Before we left for our trip to France, I took the kids to Barnes + Noble , and while I was there I decided to get a French cookbook to use when we get back since I would likely want to dive into cooking the foods we tasted (which turned out to be très vrais). This was the one I picked up:
Every review I could find since learning of her and her (much better) food blog, Manger, points out the high degree of life envy people get from her, since she lives in the country in Médoc, France, in a gorgeous house with her photographer husband (who shoots all the pics on her blog and in the book) and lots of gorgeous kids (5 young children and 2 teenage step-children) running around in Petit Bateau dresses. She believes in dressing up even in the country, so most of the photos showcase her chic wardrobe as she is picking fresh plumbs or grilling steaks (she worked in fashion and journalism). With a father from Hong Kong and a mother from Paris, her perspective is very unique. But it is her celebration of simple ingredients, beautiful countryside, and love of family that I find most inspiring. In fact, she got ‘discovered’ because this cake she decorated ‘to celebrate spring’ went viral:
^^I mean…can you even? I cannot. Photo credit goes to Oddor Thorisson (Mimi’s husband).
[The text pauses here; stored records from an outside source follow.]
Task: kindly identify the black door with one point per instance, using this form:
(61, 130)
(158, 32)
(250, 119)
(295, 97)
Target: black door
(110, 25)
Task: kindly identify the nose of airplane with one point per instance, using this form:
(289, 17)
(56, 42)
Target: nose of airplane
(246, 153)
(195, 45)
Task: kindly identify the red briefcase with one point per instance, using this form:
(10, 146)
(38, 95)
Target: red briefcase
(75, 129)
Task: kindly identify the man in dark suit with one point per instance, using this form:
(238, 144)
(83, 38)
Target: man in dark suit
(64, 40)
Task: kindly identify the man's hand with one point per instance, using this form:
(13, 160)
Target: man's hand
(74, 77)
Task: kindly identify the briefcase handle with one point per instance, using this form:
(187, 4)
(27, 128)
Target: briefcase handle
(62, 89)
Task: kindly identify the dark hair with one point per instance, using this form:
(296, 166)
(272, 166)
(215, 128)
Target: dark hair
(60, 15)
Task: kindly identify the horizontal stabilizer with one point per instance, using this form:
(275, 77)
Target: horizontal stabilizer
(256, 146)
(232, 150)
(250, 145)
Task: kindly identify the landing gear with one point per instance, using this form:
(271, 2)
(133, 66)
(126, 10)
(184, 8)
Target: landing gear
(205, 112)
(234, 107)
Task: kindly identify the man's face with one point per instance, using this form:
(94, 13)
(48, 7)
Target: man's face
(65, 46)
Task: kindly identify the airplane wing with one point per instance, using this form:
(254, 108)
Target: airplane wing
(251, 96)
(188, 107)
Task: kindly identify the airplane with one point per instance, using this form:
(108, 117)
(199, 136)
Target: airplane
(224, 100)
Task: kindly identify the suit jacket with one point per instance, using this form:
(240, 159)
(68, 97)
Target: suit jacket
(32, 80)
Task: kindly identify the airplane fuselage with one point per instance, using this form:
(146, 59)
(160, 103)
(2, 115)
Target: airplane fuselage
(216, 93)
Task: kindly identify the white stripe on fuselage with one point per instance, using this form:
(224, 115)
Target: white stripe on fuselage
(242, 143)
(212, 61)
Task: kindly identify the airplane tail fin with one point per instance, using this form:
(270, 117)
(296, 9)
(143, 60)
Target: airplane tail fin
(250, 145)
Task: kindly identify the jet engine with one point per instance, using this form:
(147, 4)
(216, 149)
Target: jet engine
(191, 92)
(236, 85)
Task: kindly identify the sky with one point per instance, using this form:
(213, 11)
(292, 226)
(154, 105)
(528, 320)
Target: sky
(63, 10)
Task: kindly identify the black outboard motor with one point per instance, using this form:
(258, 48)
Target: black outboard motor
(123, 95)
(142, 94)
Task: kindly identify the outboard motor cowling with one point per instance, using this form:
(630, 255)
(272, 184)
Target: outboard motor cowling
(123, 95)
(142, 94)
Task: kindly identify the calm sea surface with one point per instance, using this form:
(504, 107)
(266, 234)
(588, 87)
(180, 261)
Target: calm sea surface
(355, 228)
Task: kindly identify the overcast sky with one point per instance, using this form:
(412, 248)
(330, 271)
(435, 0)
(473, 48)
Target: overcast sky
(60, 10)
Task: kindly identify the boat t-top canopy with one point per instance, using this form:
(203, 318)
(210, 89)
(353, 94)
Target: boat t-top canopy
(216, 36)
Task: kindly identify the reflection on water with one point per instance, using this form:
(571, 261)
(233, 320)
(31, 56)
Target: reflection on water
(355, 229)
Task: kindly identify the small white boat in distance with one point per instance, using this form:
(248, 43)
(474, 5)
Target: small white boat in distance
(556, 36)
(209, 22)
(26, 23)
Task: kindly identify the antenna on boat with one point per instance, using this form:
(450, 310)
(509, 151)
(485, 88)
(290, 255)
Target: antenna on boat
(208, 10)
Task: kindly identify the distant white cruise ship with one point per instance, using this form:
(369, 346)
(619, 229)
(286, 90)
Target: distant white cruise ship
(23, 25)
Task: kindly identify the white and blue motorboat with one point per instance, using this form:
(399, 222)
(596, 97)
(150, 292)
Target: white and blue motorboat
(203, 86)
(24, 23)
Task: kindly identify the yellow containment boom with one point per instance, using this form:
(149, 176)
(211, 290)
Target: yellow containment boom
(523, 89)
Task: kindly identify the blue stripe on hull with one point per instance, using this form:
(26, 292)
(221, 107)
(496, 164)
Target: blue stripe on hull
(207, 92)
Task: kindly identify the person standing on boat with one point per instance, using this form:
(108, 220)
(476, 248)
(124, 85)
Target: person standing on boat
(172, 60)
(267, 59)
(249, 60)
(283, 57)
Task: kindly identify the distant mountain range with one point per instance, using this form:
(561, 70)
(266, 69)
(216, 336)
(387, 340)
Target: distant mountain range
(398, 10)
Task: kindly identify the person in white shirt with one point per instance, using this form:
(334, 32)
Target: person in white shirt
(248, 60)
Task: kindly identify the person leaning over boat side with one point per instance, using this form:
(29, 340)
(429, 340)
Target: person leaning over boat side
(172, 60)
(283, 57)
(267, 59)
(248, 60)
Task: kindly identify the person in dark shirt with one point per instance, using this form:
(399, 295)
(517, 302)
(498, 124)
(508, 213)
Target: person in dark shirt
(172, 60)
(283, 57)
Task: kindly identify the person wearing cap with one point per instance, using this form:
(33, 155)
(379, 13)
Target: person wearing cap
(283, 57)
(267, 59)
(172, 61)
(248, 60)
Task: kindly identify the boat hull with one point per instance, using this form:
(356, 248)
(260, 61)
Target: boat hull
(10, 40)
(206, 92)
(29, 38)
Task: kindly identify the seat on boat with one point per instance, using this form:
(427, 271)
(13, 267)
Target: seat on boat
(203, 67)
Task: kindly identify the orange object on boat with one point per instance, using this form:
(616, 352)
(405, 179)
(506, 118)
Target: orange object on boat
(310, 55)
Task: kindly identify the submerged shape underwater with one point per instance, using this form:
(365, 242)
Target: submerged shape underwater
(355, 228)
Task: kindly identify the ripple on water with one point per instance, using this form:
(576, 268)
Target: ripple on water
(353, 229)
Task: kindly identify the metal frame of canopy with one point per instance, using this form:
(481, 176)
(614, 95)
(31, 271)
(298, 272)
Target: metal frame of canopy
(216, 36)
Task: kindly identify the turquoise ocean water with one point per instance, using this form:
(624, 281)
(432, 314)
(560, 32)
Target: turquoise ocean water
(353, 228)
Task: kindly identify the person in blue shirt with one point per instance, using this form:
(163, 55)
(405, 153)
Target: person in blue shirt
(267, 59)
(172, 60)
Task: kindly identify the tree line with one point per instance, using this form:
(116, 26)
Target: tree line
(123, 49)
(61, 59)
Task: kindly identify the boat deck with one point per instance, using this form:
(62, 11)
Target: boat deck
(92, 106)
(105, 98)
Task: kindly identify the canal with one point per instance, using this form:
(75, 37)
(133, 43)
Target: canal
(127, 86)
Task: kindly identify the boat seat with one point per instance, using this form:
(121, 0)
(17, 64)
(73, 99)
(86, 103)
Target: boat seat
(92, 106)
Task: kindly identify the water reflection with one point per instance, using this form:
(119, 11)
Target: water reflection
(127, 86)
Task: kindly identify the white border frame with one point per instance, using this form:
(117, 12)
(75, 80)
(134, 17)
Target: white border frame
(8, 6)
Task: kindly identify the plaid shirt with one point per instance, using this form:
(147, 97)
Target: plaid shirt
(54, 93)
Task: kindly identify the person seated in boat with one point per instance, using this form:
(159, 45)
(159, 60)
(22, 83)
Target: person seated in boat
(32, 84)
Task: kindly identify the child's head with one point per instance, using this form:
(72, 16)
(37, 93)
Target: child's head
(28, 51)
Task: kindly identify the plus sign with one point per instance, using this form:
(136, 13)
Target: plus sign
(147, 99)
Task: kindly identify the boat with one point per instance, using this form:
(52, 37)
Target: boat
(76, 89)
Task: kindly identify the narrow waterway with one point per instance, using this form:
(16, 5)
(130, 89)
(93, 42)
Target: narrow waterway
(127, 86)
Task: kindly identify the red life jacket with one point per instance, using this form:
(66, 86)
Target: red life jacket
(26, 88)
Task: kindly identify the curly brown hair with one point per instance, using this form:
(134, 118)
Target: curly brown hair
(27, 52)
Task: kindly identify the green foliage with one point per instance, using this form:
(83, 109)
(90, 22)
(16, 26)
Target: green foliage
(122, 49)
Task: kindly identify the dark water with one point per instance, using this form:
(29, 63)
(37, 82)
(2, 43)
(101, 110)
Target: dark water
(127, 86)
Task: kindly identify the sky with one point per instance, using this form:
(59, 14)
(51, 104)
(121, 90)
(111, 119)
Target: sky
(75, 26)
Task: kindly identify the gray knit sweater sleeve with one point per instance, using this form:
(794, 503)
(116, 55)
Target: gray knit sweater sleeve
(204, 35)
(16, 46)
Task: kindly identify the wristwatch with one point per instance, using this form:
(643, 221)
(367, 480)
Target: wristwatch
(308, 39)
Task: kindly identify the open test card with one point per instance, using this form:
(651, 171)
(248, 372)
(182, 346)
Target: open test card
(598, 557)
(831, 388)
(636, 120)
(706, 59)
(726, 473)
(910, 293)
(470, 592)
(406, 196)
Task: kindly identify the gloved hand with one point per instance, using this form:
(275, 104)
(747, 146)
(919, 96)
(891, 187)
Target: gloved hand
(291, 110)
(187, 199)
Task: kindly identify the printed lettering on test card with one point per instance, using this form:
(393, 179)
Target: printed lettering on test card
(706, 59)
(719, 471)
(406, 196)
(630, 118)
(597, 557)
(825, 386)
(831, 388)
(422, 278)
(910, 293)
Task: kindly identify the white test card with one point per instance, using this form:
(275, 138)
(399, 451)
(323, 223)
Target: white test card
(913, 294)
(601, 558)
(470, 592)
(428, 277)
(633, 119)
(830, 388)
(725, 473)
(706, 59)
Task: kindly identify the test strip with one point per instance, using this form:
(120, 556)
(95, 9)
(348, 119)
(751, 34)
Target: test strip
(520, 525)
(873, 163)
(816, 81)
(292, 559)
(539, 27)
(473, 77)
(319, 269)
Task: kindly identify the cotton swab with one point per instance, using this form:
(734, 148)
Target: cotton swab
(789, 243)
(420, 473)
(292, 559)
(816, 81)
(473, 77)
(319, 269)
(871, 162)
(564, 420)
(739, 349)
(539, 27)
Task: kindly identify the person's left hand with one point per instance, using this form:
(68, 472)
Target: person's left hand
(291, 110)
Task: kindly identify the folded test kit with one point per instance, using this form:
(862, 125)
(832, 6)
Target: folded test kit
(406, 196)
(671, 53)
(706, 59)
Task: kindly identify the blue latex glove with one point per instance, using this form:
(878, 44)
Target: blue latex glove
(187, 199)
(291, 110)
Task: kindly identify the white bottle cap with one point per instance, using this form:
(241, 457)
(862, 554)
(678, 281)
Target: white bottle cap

I sat down to read her cookbook, cover to cover, which is based around the seasons (making me even more inspired and craving fall a bit as I savor summer). Her dishes were at once a reflection of having lived in Paris for 10 years and wanting to recreate the bistro food she couldn’t get in the country, as well as just good rustic home cooking with some imaginative twists. And I have to heart a girl who gives a nod to The Humble Onion – she says “I think onions are so beautiful, to me they are as lovely as flowers and I love having a big bowl of them on display.” Girl after my own heart, that one.
But one recipe jumped out of her book that I had to try immediately: Almond Gazpacho.
It just sounded so different, yet comforting, cool yet hearty. It turned out to be all those things. And you will not even believe how easy it is, or how interesting the ingredients are. That sherry vinegar is that kick I love:
You just pulse it all in a food processor, just like tomato-based gazpachos:
Until it is all frothy and gorgeous:
(I added the cucumbers after this photo, fyi)
And then serve it with some crusty bread, a drizzle of olive oil, and she lists ‘pigment d’Espelette’ as a topping, which is just a French type of chili powder. She also lists frying up garlic slices as a topping which I somehow missed, but will do next time.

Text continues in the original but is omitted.